We used standard Cochrane methods. Our primary outcomes were occlusion of CVCs and duration of catheter patency. Our secondary outcomes were CVC-related bloodstream infections and CVC-related colonisation, mortality, haemorrhage, heparin-induced thrombocytopaenia, CVC-related thrombosis, number of additional CVC insertions, abnormality of coagulation profile and allergic reactions to heparin. We used GRADE to assess the certainty of evidence for each outcome.
We identified one new RCT with 30 participants for this update. We included a total of 12 RCTs with 2422 participants. Data for meta-analysis were available from all RCTs. We noted differences in methods used by the included studies and variation in heparin concentrations (10 to 5000 IU/mL), time to follow-up (1 to 251.8 days), and the unit of analysis used (participant, catheter, line access). Five studies included ICU (intensive care unit) patients, two studies included oncology patients, and the remaining studies included miscellaneous patients (chronic kidney disease, haemodialysis, home care patients, etc.).

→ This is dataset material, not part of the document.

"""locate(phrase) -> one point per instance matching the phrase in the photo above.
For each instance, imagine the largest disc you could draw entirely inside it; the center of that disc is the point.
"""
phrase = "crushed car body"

Overall, combined results may show fewer occlusions with heparin compared to normal saline but this is uncertain (risk ratio (RR) 0.70, 95% confidence interval (CI) 0.51 to 0.95; 10 studies; 1672 participants; low-certainty evidence). We pooled studies that used participant or catheter as the unit of analysis.
We carried out subgroup analysis by unit of analysis. No clear differences were detected after testing for subgroup differences (P = 0.23).
We found no clear evidence of a difference in the duration of catheter patency with heparin compared to normal saline (mean difference (MD) 0.44 days, 95% CI -0.10 to 0.99; 6 studies; 1788 participants; low-certainty evidence).
We found no clear evidence of a difference in the following outcomes: CVC-related bloodstream infections (RR 0.66, 95% CI 0.08 to 5.80; 3 studies; 1127 participants; very low-certainty evidence); mortality (RR 0.76, 95% CI 0.44 to 1.31; 3 studies; 1100 participants; very low-certainty evidence); haemorrhage (RR 1.54, 95% CI 0.41 to 5.74; 3 studies; 1197 participants; very low-certainty evidence); or heparin-induced thrombocytopaenia (RR 0.21, 95% CI 0.01 to 4.27; 3 studies; 443 participants; very low-certainty evidence).
The main reasons for downgrading the certainty of evidence for the primary and secondary outcomes were unclear allocation concealment, suspicion of publication bias, imprecision and inconsistency.